Monday, March 8, 2010

Guns - In America, a Literary, Musical Psychotic Heritage of the Frontier

I can't get over the news reports of people wearing their guns to Starbucks, among other public places, just because they can. It made me think about all the popular songs that mention guns: from "I Shot the Sheriff" to Queen's opening line, "Mama, just killed a man, put my gun against his head, pulled the trigger now he's dead."  I just googled "songs about guns" and found a site that lists 2,584 of them! I don't even want to know how many stories, although offhand I recollect a novel which became a TV mini-series called, simply, The Gun, about all the different owners a single gun passed through, and those people's stores - sort of like the Red Violin, only it's a gun.

What's the deal with our national obsession with guns?
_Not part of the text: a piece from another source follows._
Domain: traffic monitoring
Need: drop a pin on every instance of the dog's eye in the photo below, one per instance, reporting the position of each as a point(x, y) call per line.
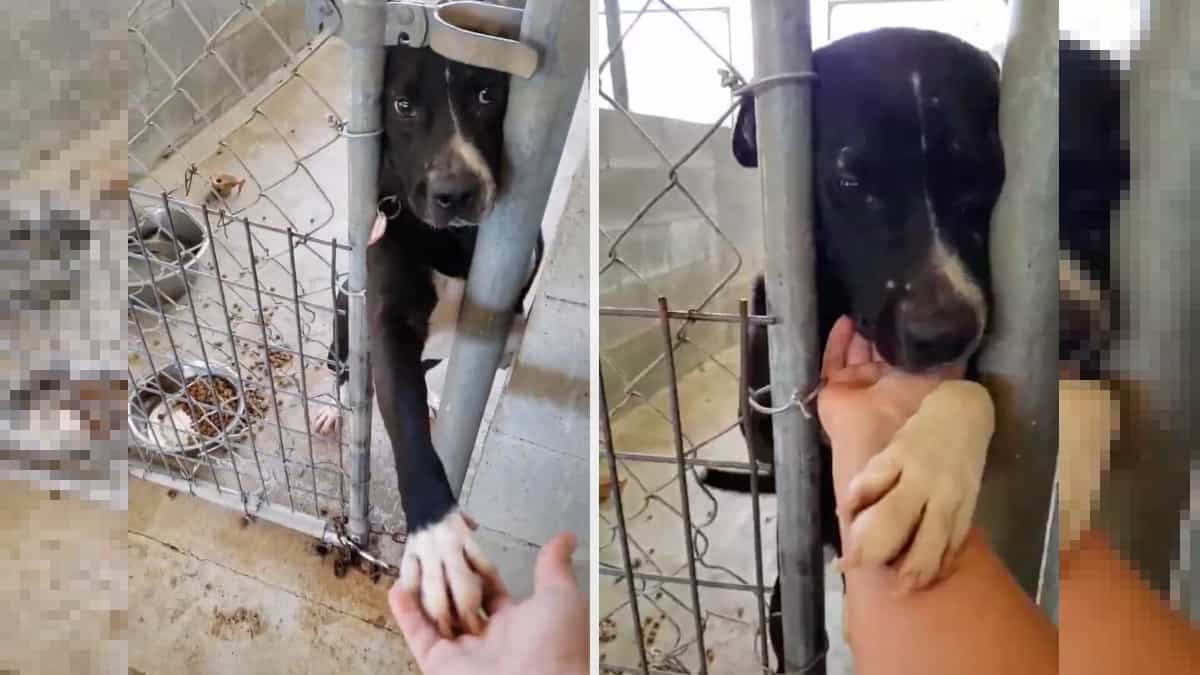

I suppose it goes back to the Wild West, where the absence of The Law created the necessity for each person to own a gun for protection, from both animals and humans. The whole notion of the Frontier and what it has meant to the U.S. is a fascinating one for me. I have recently read Frederick Jackson Turner's "The Significance of the Frontier in American History" originally published in 1893, and find his analysis both interesting and disturbing. He presented his ideas at a speech at the Chicago Columbia Exposition in 1893, opening with the announcement that the U.S. Census Bureau had officially declared the frontier "closed" in 1890. I keep going back to that idea as a starting point for a novel, although I'm not quite sure what it means at this point. It's just such a darned fascinating idea!

1 comment:

  1. Don't forget Cher's biggest hit from the 1960s: "Bang Bang (My Baby Shot Me Down)"

    I think if I walked into a coffee shop and saw someone with a gun strapped to his thigh, I would walk on out and find another coffee shop.